The MS Monopoly was born. Then Apple was first to market a
gui based OS, so Microsoft came up with a sloppy copy and
called it Windows. Around the same time, they were using their
monopoly to crush Word Perfect. In the 90s, Netscape
demonstrated there was a market for web browsers, so MS used
its monopoly to give away internet explorer. In the late 90s,
Palm demonstrated that there was a strong market for handheld
computers, so MS decided to use its power to dominate that
market as well. This century, we've seen them sell consoles
below cost and back stab their "plays for sure" partners in the
mp3 player market. Why would anyone be surprised that they
are now going after the "security" companies?

[FutureGuy]

That's whant product managers tell their CEO's

when their products are running behind schedule. Symantec doesn't have a product out for Vista yet so let's blame MS for it.

[wbenton]

Be on the lookout...

Be on the lookout for some kind of ties between Microsoft and Kaspersky.

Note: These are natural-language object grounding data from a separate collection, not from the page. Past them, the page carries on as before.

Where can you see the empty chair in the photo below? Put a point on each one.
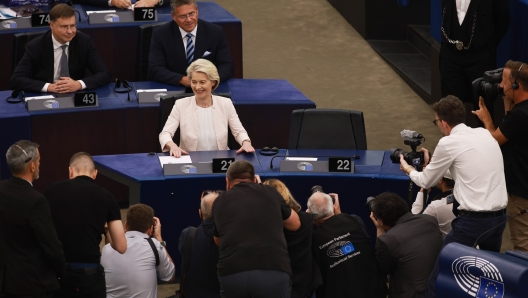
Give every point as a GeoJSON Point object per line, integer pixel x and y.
{"type": "Point", "coordinates": [327, 129]}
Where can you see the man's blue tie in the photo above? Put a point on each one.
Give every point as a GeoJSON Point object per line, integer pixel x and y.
{"type": "Point", "coordinates": [190, 48]}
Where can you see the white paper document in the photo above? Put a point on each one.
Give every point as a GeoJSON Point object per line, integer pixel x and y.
{"type": "Point", "coordinates": [151, 90]}
{"type": "Point", "coordinates": [302, 158]}
{"type": "Point", "coordinates": [174, 160]}
{"type": "Point", "coordinates": [40, 97]}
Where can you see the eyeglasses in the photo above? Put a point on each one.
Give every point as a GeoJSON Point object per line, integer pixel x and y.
{"type": "Point", "coordinates": [207, 192]}
{"type": "Point", "coordinates": [184, 17]}
{"type": "Point", "coordinates": [66, 27]}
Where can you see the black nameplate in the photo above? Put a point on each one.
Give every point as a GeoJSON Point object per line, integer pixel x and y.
{"type": "Point", "coordinates": [220, 165]}
{"type": "Point", "coordinates": [85, 99]}
{"type": "Point", "coordinates": [340, 164]}
{"type": "Point", "coordinates": [145, 14]}
{"type": "Point", "coordinates": [40, 19]}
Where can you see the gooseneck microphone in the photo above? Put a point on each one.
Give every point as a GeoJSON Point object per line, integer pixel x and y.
{"type": "Point", "coordinates": [271, 162]}
{"type": "Point", "coordinates": [520, 213]}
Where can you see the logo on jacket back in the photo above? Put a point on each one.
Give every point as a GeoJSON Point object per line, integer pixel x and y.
{"type": "Point", "coordinates": [340, 248]}
{"type": "Point", "coordinates": [478, 277]}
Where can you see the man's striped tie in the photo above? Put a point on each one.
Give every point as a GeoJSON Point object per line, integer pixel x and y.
{"type": "Point", "coordinates": [190, 48]}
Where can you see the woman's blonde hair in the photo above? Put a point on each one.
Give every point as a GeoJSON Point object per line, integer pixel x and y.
{"type": "Point", "coordinates": [206, 67]}
{"type": "Point", "coordinates": [285, 193]}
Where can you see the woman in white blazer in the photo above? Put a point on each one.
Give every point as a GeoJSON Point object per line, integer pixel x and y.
{"type": "Point", "coordinates": [203, 118]}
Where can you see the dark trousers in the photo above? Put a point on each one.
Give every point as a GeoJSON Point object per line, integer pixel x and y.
{"type": "Point", "coordinates": [83, 282]}
{"type": "Point", "coordinates": [465, 230]}
{"type": "Point", "coordinates": [256, 283]}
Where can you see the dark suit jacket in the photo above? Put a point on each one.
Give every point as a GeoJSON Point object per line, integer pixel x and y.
{"type": "Point", "coordinates": [35, 69]}
{"type": "Point", "coordinates": [167, 58]}
{"type": "Point", "coordinates": [493, 19]}
{"type": "Point", "coordinates": [408, 252]}
{"type": "Point", "coordinates": [34, 256]}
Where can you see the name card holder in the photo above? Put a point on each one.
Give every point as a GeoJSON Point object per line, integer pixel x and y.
{"type": "Point", "coordinates": [187, 169]}
{"type": "Point", "coordinates": [19, 23]}
{"type": "Point", "coordinates": [116, 17]}
{"type": "Point", "coordinates": [55, 103]}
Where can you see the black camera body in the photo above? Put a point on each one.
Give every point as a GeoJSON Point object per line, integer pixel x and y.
{"type": "Point", "coordinates": [488, 86]}
{"type": "Point", "coordinates": [318, 188]}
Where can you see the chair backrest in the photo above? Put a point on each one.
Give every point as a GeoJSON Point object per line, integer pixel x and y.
{"type": "Point", "coordinates": [19, 45]}
{"type": "Point", "coordinates": [327, 129]}
{"type": "Point", "coordinates": [144, 39]}
{"type": "Point", "coordinates": [166, 104]}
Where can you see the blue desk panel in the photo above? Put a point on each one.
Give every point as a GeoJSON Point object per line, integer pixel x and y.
{"type": "Point", "coordinates": [117, 43]}
{"type": "Point", "coordinates": [176, 199]}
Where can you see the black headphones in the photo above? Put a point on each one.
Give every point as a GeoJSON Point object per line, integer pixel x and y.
{"type": "Point", "coordinates": [267, 151]}
{"type": "Point", "coordinates": [515, 85]}
{"type": "Point", "coordinates": [15, 98]}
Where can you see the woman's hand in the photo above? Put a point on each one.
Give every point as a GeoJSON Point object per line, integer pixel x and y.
{"type": "Point", "coordinates": [246, 147]}
{"type": "Point", "coordinates": [176, 151]}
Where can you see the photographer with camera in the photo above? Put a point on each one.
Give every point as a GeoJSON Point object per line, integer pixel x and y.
{"type": "Point", "coordinates": [343, 251]}
{"type": "Point", "coordinates": [512, 136]}
{"type": "Point", "coordinates": [474, 159]}
{"type": "Point", "coordinates": [438, 208]}
{"type": "Point", "coordinates": [407, 244]}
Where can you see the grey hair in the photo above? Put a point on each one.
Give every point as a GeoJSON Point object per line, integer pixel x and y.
{"type": "Point", "coordinates": [207, 67]}
{"type": "Point", "coordinates": [18, 154]}
{"type": "Point", "coordinates": [206, 205]}
{"type": "Point", "coordinates": [178, 3]}
{"type": "Point", "coordinates": [320, 205]}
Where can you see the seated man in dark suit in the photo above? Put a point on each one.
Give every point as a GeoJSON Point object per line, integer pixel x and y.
{"type": "Point", "coordinates": [176, 44]}
{"type": "Point", "coordinates": [199, 278]}
{"type": "Point", "coordinates": [33, 254]}
{"type": "Point", "coordinates": [57, 61]}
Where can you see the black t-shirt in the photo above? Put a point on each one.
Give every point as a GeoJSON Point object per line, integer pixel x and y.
{"type": "Point", "coordinates": [515, 151]}
{"type": "Point", "coordinates": [305, 272]}
{"type": "Point", "coordinates": [80, 209]}
{"type": "Point", "coordinates": [248, 218]}
{"type": "Point", "coordinates": [347, 259]}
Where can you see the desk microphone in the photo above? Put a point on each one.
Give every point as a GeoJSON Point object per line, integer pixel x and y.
{"type": "Point", "coordinates": [520, 213]}
{"type": "Point", "coordinates": [271, 163]}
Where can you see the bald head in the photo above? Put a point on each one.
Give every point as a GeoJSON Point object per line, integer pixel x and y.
{"type": "Point", "coordinates": [320, 204]}
{"type": "Point", "coordinates": [206, 206]}
{"type": "Point", "coordinates": [82, 164]}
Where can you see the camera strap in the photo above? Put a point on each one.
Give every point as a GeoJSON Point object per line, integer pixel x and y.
{"type": "Point", "coordinates": [156, 254]}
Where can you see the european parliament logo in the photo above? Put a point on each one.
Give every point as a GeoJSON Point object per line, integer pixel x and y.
{"type": "Point", "coordinates": [478, 277]}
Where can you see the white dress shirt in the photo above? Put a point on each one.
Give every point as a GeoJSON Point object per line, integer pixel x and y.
{"type": "Point", "coordinates": [206, 134]}
{"type": "Point", "coordinates": [57, 54]}
{"type": "Point", "coordinates": [462, 6]}
{"type": "Point", "coordinates": [474, 159]}
{"type": "Point", "coordinates": [133, 274]}
{"type": "Point", "coordinates": [438, 209]}
{"type": "Point", "coordinates": [184, 37]}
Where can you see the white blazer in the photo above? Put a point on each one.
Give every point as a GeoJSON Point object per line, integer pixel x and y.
{"type": "Point", "coordinates": [185, 116]}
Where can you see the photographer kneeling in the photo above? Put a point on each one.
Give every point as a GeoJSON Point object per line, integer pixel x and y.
{"type": "Point", "coordinates": [407, 245]}
{"type": "Point", "coordinates": [343, 251]}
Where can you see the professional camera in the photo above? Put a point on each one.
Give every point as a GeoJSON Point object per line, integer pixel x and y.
{"type": "Point", "coordinates": [318, 188]}
{"type": "Point", "coordinates": [413, 139]}
{"type": "Point", "coordinates": [488, 86]}
{"type": "Point", "coordinates": [370, 203]}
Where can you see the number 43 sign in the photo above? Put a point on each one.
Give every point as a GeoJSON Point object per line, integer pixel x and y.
{"type": "Point", "coordinates": [85, 99]}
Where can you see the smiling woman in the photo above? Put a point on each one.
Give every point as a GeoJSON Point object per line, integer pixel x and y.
{"type": "Point", "coordinates": [203, 118]}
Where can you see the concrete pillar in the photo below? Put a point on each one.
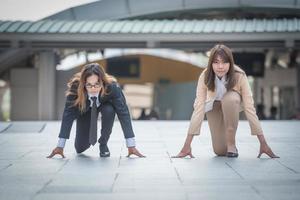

That's the only way this story can be explained!!!

Either Kaspersky doesn't know what they're talking about... which I doubt... or there's some secret work in the background between these two companies. Even if it's just a payoff to write such a story!

FWIW

[jabbotts]

but the AV software does work on Vista

It's no conspiracy. Kaspersky and a few other more nimble AV software houses have written fully functional Vista AV programs. Besides, why would MS setup backroom deals with the little fish they could simply buy outright.

They're not saying "we have AV software that works with Vista and you can see it when Vista ships; we swear.", they've released the software and you (if you can get a Vista beta) can try it out for your very own self.